Carys went back to look at the photos. "I think I see. Most of these are of things I wouldn't have noticed at the time. The shadows from that peeling paint. That woman sitting in the doorway. She's the kind of person I don't look at, usually, though I hate to admit it."

"Right. There's a photographer whose work I like very much, Diane Arbus. Her specialty was taking photos of people like that, the people who most folks don't want to see. Circus freaks, mentally retarded people, dwarfs, giants, crossdressers. It's not that folks don't know such people exist, but she took photos of them as people, not as exhibits. That's what everyone misses."

Carys sat on the bed again, thoughtful. "I think I'm seeing this room differently, now. Is that possible?"

"Yes. I get flashes like that. I notice the dust motes in a sun beam. Then I think about taking a photo, but realize it wouldn't work.
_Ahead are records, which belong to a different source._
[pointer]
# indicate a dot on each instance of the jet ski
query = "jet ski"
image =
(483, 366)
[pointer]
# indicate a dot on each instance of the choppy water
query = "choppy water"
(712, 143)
That's when it would be handy to be a painter. One form of art can capture something that another form cannot.

"Because of what we've been talking about, you're actually looking at what you see. I think we mostly go though life not really noticing what is around us. We simply accept the backdrop we believe is there and don't notice what is really there."

Carys frowned and looked sceptical.

"Some researchers did an experiment not too long ago. They arranged a scene in which several people were tossing a ball back and forth and instructed an observer to count the number of times the ball was tossed. So the observer really had to concentrate on the ball. Part of the way into this, a person dressed in a gorilla suit walked through the scene. About half the observers did not see the gorilla, at all."
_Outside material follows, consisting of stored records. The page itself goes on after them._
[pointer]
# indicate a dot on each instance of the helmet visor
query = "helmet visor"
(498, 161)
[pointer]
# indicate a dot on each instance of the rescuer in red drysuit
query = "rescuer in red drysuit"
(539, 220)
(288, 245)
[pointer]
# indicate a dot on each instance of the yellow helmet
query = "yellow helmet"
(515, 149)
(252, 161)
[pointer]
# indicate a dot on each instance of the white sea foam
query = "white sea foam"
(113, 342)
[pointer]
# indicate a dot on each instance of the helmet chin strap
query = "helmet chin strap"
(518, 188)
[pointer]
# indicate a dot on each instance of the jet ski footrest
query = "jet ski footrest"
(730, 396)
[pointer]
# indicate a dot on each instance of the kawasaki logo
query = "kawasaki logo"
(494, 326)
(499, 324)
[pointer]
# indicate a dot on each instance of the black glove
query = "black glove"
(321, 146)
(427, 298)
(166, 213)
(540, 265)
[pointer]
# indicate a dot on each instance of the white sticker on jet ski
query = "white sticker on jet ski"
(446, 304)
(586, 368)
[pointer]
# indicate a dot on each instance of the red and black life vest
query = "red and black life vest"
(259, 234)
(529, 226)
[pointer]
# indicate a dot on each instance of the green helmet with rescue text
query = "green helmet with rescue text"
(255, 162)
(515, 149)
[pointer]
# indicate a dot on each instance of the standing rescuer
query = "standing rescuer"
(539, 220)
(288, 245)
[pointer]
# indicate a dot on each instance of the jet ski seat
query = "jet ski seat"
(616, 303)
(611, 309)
"You've got to be kidding!"

"No. Witnesses are totally unreliable. Ask any police officer or lawyer. It's like everyone walks around wearing blinders, looking at the real world through a little peephole, while a fuzzy movie plays in their head. You neither notice nor can recall most of what goes on around you."

"Now I remember something, Jami! When I was 8, I came home one day, walked through the house, and went to my room. My parents had bought me a bicycle and put it in the living room so I would notice it. But I walked right past it and I swore I did not see it. Now I begin to understand why."

"Yep. Your fuzzy movie of the living room didn't have a bike in it. You were probably focused on the cat or getting a snack or something."

"I guess." She bounced off the bed. "Jami, you spend too much time in this room, thinking. It's a nice day. Let's go for a walk."

"Okay, let me just grab a camera."

"No."

"Huh? Wait a minute, Car."

"No, Jami. I want you to pay attention to me."

* * *

They were in the second week of rehearsal, back in the rehearsal hall while the current production had moved to using the actual stage. They were working on Act Three. After an hour they took a break.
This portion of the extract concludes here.